During test runs on this enhanced dataset, KGE found that the Zinrai AI was ultimately able to identify underground cavities with an accuracy of about 82%, compared with 80% for humans. This may not seem like a huge leap statistically, but at the same time it has reduced primary detection time for underground anomalies by 90%, accomplishing in seconds what used to take engineers hours. When the time taken to manually check the AI’s work is factored in, this is closer to a 50% time saving, still impressive by any measure.

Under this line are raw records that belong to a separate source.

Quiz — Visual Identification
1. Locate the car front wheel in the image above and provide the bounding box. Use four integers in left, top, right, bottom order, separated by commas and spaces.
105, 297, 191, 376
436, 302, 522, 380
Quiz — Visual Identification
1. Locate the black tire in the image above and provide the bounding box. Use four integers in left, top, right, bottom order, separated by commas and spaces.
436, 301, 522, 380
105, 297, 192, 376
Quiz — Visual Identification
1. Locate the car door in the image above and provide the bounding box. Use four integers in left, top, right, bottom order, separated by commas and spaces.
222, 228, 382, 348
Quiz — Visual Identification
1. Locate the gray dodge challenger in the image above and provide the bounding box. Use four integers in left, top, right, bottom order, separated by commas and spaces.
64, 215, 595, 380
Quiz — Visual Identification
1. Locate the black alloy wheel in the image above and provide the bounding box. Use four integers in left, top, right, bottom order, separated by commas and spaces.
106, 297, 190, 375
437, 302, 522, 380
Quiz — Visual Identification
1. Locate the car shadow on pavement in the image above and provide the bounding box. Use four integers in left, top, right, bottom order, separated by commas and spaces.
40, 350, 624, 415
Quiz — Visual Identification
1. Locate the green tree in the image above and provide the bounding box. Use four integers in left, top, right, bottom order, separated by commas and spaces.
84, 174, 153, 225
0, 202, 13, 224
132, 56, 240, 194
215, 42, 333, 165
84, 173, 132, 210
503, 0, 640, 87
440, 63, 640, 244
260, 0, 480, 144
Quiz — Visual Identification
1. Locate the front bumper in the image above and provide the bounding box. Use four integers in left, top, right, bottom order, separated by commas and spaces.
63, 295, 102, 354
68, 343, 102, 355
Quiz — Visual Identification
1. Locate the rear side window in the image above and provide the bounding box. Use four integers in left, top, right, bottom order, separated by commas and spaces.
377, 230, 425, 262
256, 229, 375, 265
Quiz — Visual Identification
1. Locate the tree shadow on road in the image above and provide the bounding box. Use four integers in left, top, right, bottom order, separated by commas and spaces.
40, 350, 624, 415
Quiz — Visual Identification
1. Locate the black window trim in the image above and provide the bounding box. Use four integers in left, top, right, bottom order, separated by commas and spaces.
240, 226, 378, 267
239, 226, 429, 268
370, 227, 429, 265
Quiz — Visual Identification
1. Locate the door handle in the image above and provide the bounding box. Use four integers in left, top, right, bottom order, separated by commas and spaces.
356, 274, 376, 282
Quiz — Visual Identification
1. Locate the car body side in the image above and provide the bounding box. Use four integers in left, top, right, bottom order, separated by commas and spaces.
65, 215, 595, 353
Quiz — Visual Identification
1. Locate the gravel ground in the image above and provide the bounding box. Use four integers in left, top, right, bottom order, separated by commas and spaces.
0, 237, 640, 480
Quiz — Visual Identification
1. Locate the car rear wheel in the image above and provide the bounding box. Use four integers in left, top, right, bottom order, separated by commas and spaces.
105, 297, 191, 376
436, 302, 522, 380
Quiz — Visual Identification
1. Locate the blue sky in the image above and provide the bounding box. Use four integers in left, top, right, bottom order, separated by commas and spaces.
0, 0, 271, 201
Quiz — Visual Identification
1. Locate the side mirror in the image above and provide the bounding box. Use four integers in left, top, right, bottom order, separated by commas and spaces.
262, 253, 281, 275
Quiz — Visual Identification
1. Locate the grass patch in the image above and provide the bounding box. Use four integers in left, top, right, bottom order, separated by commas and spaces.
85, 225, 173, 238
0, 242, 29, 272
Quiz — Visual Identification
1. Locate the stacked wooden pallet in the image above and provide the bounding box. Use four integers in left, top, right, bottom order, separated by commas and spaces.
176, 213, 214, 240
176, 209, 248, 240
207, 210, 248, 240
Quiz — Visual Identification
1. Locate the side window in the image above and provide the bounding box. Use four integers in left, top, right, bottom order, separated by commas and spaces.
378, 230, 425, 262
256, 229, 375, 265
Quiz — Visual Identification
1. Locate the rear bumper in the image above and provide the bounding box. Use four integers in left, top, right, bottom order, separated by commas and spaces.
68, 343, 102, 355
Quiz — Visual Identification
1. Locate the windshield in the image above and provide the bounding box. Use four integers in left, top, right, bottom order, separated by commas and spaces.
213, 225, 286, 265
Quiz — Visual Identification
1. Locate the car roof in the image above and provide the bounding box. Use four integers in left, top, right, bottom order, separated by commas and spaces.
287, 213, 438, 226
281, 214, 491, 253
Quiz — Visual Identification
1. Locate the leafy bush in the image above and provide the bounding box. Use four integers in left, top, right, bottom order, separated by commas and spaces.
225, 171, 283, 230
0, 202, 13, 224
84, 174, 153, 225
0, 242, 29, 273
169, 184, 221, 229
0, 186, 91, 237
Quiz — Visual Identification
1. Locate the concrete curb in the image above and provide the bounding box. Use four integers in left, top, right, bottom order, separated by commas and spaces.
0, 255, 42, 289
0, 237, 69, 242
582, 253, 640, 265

Imai also notes that when human engineers are examining the printed data, they are often prone to looking into specific areas on the paper, potentially missing crucial information. “Equipping ourselves with AI adds objectivity to what we are analysing and trying to survey, which is another benefit,” he says.
Enhancing human competency
Sakagami emphasises that this does not mean KGE is cutting back on the number of engineers it employs. He takes the view that AI should “enhance the competency of humans”.
“Specialist engineers will always be needed,” he says. “Developing AI and developing engineers are two sides of the same coin for our business.”
Although the service has yet to be offered to a paying customer, Imai says the initial stages are to make the internal work as efficient as possible.
KGE is also working on a more compact, mobile version of the radar technology that can be installed on unadapted local government vehicles so that more data can be collected during day-to-day operations. It hopes this will result in a commercial product in 2021 or 2022.
“Our intent is to evolve this as a service to outside customers eventually,” says Imai.